Other things you may miss out on is some hard coded stuff when it isn’t of your making - and it isn’t properly made.
Some old marketplace stuff does have things like that where the code checks for bone names and sockets things.
Neddless to say differnet bone names would throw erros for those items.

My 2c, you are almost there. Just finish the rotations and you have a viable thing ready for retargeting.
Even if you don’t use it now, if you make any custom animations you can then target them onto the epic skeleton and apply them to a mannequin or any other character that’s compatible.

I’m not sure what I must do at this point, every bone of my copy already has the same rotations of the epic skeleton. I just changed their location (X-Y-Z axis transforms) to fit my copy’s mesh, and I didn’t touched their rotation. So, I’m not sure how to change them accurately so they match the epic skeleton pose.

Take the left elbow for example, its not located at the same XYZ, but the rotation of the bone is the same. So if I want it to match the epic skeleton’s elbow, I must eyeball it or just do some math for each angle of rotation ?
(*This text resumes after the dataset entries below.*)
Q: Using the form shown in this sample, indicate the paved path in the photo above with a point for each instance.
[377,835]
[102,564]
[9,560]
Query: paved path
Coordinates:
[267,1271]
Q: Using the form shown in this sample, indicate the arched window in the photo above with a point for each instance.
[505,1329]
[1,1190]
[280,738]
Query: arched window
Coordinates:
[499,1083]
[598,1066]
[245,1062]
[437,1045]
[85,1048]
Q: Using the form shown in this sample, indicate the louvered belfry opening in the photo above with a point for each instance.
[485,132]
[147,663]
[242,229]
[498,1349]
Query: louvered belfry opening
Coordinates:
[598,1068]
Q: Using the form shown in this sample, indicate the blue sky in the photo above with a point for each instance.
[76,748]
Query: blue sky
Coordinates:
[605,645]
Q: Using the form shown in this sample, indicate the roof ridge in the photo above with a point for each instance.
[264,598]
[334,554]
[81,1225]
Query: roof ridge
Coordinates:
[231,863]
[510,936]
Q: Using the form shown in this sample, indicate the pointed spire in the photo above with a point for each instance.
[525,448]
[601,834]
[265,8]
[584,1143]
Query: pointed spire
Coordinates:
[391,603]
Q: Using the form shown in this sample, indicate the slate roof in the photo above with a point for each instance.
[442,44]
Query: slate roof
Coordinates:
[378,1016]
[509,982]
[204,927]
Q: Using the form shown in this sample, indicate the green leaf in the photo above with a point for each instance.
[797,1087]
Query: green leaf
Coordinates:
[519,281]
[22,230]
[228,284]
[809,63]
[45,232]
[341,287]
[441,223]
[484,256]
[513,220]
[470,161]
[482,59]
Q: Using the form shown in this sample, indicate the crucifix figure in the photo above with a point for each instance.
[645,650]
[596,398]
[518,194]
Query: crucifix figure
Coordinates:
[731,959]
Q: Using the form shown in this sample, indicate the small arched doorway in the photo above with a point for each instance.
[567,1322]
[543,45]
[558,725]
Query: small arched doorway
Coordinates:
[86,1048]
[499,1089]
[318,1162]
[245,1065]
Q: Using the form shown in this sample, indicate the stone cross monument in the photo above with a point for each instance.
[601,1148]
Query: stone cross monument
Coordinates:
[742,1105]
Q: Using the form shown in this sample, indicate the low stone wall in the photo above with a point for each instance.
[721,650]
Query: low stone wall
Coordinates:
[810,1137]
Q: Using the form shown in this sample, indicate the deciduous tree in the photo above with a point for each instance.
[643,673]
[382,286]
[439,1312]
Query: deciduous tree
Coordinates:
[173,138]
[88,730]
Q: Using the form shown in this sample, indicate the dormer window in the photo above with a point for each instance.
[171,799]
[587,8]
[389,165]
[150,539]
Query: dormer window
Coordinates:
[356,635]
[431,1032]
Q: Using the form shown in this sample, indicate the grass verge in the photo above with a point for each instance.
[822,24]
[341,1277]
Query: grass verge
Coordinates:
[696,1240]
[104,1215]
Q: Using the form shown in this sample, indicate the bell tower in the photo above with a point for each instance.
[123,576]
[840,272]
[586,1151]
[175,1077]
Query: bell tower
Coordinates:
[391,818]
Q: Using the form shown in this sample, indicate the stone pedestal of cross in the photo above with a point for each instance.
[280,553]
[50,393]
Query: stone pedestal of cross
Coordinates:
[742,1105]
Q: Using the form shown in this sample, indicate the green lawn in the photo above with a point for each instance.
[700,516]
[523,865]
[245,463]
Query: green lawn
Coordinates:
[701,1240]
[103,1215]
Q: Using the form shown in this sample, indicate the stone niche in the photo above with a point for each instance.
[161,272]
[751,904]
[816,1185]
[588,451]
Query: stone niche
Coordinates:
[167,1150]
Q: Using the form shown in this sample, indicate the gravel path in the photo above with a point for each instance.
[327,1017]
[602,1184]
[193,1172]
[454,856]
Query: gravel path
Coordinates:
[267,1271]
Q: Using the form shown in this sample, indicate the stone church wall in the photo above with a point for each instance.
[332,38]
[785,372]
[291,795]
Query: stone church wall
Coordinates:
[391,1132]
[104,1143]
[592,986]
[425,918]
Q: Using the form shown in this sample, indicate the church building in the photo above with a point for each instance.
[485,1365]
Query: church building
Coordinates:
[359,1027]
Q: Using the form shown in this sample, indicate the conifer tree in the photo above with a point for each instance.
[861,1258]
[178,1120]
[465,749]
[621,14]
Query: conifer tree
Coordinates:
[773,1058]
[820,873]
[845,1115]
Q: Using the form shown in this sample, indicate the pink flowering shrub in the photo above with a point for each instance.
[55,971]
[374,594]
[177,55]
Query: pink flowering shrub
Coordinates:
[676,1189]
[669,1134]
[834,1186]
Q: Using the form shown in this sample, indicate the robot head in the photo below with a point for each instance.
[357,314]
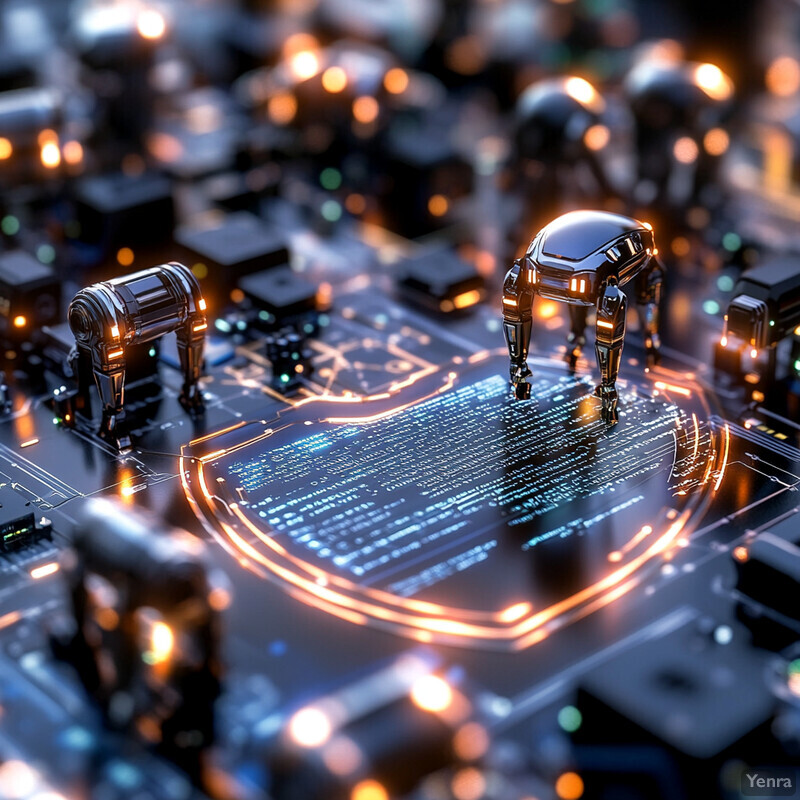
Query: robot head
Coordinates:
[553,118]
[578,251]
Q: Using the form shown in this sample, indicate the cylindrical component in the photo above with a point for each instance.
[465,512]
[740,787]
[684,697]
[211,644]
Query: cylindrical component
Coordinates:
[138,307]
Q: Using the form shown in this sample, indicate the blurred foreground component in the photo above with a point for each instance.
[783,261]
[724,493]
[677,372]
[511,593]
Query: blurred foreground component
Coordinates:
[377,737]
[146,629]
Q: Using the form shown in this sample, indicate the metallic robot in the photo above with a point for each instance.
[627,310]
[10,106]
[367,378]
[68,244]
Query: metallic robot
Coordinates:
[583,258]
[136,308]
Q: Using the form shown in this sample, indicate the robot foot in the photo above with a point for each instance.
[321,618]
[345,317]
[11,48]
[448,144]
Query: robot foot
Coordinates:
[652,347]
[608,409]
[572,356]
[522,390]
[117,438]
[192,402]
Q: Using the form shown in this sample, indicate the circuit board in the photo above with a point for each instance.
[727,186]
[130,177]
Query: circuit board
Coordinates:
[422,586]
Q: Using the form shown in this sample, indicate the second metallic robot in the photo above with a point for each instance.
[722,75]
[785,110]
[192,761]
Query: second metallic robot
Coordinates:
[583,258]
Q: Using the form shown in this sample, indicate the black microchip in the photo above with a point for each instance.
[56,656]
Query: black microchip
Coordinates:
[442,281]
[18,526]
[232,246]
[122,211]
[30,294]
[280,292]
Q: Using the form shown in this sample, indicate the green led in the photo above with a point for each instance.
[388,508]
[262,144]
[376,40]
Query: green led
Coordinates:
[725,283]
[330,179]
[570,719]
[9,225]
[331,210]
[731,241]
[46,253]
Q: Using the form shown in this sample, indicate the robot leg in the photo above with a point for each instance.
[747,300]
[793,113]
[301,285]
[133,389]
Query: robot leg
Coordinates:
[610,337]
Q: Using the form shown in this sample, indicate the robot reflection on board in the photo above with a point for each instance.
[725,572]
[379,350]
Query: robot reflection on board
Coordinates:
[583,258]
[109,316]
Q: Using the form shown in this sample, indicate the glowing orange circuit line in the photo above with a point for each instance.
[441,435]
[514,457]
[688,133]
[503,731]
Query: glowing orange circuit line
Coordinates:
[420,606]
[392,411]
[529,626]
[454,627]
[671,387]
[643,534]
[724,458]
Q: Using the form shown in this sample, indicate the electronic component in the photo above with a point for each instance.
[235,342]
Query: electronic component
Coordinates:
[290,358]
[124,211]
[30,121]
[337,745]
[281,297]
[20,522]
[30,296]
[678,691]
[145,633]
[764,310]
[229,247]
[441,281]
[108,317]
[768,571]
[582,258]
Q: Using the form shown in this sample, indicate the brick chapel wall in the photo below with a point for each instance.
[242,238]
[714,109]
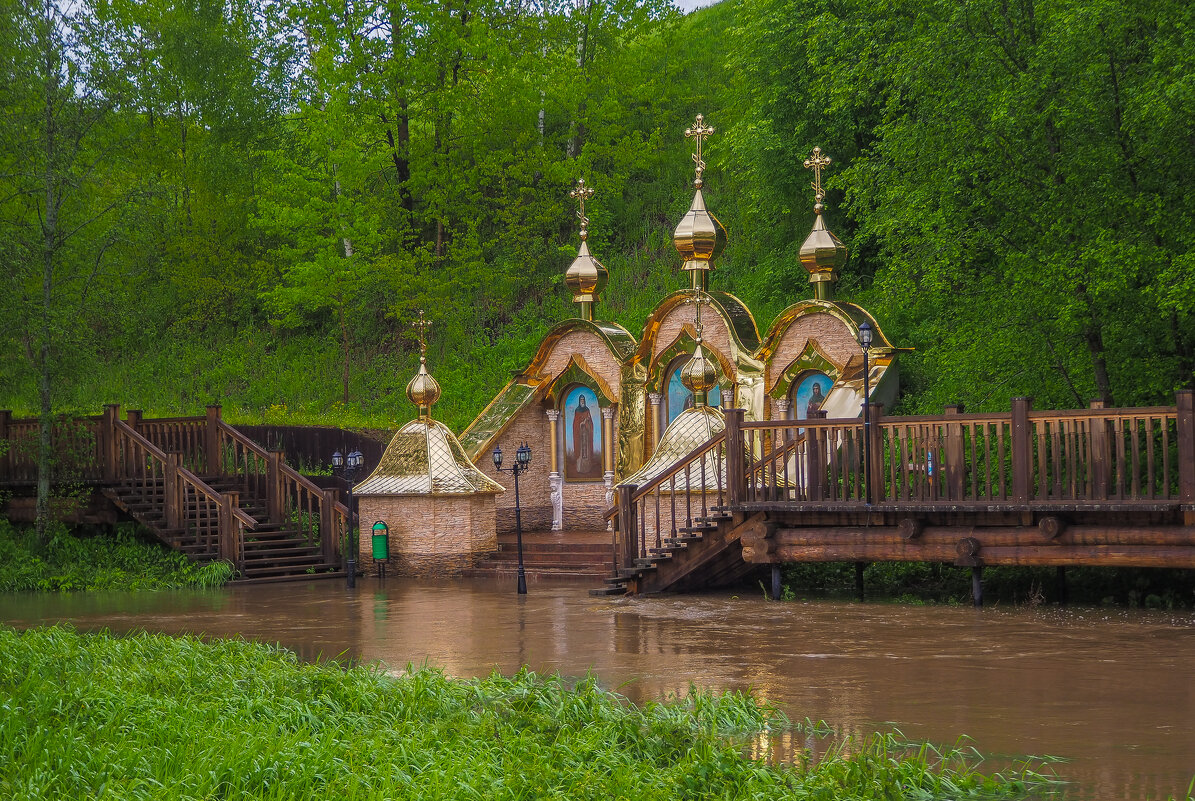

I’m a bit confused there !

(Btw, if you don’t mind, it would be very effective to have a discord call with me sharing my screen, if you have the time)

If all the rotations are the same you wont need anything else.
Chanches are your clavicle bones do not share the same rotation (going by the screenshots you shared).
the pose needs to be similar, not identical since translations can be different.

If the clavicles and every bone has the same rotations you can just set retargeting up in engine, and it’ll work.